If, and I say IF, I were a Patriots fan ...

I'd have even more to look forward to than going to my sister- and brother-and-law's for the game Saturday.
Life would just be a heck of a lot easier if the Pats and Bills weren't in the same conference. Not to say I won't enjoy the food, and the company, but it's tough being in a city where you're in the same conference as the hometown.
Sabres vs. Bruins wasn't an issue last season, as Sabres = good and Bruins = bad. But this year's different.
As for the Celts, I pretty much could get behind them if I gave a hooping funt about gangsta rap. I mean ... the NBA.
Ah, Michael Jordan, you are missed.

Anyhoo ... Go Bills!

January 6, 2008

Errands, Mahoney style


Pick up the kids, get groceries, maybe stop by Home Depot. I don't KNOW. I DON'T KNOW IF WE'LL HAVE ENOUGH TIME!!!!

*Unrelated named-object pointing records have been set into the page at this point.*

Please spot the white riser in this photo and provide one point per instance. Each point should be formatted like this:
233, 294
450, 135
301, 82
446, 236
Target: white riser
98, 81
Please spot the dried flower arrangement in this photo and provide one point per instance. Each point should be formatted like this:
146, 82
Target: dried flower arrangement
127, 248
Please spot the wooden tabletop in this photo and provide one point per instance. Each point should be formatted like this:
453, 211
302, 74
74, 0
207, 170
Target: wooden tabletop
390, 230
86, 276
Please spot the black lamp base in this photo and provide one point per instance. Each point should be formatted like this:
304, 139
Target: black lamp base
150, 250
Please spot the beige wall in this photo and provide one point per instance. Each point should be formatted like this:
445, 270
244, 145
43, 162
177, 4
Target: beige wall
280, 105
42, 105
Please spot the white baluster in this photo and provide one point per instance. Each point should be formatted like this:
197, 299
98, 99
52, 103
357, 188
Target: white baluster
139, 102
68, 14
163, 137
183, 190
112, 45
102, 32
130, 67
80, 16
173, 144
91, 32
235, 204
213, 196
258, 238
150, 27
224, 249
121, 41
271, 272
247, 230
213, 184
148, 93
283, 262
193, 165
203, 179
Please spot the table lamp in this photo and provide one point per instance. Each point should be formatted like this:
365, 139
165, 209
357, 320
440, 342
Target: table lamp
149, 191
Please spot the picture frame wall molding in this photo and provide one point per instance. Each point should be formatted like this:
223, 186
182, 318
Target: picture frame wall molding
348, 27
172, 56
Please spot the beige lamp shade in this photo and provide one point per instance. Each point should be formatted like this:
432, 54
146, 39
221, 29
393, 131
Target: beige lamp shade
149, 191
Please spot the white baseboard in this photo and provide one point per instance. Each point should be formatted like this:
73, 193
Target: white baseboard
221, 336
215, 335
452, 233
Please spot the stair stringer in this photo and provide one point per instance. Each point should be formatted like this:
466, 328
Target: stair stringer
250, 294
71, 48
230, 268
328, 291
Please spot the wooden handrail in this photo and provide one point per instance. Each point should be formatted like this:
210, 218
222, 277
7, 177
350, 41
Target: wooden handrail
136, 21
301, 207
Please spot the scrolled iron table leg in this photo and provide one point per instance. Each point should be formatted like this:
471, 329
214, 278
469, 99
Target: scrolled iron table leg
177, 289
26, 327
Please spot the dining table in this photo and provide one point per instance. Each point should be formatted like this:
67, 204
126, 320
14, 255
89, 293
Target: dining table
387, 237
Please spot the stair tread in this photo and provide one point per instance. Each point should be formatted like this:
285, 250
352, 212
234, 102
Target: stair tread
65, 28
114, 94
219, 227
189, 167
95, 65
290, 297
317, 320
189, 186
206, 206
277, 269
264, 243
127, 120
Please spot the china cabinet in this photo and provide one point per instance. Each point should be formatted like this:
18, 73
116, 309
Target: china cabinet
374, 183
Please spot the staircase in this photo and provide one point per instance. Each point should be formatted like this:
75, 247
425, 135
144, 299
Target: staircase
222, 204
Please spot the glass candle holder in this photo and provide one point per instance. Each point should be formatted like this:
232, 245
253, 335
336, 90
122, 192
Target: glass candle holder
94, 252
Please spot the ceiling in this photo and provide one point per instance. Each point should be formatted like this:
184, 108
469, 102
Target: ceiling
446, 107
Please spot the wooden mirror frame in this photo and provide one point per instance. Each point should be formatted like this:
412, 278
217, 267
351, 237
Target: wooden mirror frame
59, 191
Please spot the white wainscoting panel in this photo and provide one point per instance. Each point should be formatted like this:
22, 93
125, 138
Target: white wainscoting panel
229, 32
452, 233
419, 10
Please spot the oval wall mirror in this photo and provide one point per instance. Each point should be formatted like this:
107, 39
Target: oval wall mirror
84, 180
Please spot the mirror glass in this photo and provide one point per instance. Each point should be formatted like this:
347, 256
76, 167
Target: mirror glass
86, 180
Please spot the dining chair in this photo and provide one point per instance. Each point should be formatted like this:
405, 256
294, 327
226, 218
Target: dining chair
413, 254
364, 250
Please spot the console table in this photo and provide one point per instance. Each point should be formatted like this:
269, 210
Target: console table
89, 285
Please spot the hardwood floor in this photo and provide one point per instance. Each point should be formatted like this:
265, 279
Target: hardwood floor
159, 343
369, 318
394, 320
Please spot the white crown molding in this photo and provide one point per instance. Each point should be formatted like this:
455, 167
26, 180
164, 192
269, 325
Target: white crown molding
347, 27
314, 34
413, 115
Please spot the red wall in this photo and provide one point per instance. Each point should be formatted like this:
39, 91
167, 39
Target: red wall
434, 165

Sure, that's what the errands might sound like in your house. But here at Mahoney Central, it's a very different story:




1. Apple Store for Word for Mac.


2. Lego store to drool over new line of Indiana Jones toys.


3. Barnes & Noble to pick out new books.


4. Berman's for some wine, Blithering Idiot, and Magic Hat #9.


5. Walgreens to pick up the photos.




That's how we roll.




January 4, 2008

I'm hooked.

I remember the first time I laid eyes on a GameBoy. It was, and I think still is, a mind-blowing development to the world of electronic gaming. I remember being jealous at first of my friend as he showed me this crazy new game, Tetris, though the feeling didn't last long because less than a year later I was afforded a GB of my own.
Nintendo's come very far since then, but still earns its reputation as innovator with the release of the Wii. Sure, they could have spent more time developing the graphics and sound over the functionality of its remote system, but that remote is what sets it apart in the personal gaming market.
When I bought mine a couple months ago, it didn't occur to me that the giddiness I experienced was much like that of my first GameBoy experience.
Like many things, you had to be there to know what I'm talking about. By that I mean if you weren't introduced to the GameBoy when it was a new product, then this video doesn't carry much weight.
To me, it's fascinating. Nostalgic and artful and a little crazy, all at once. I can relate to that.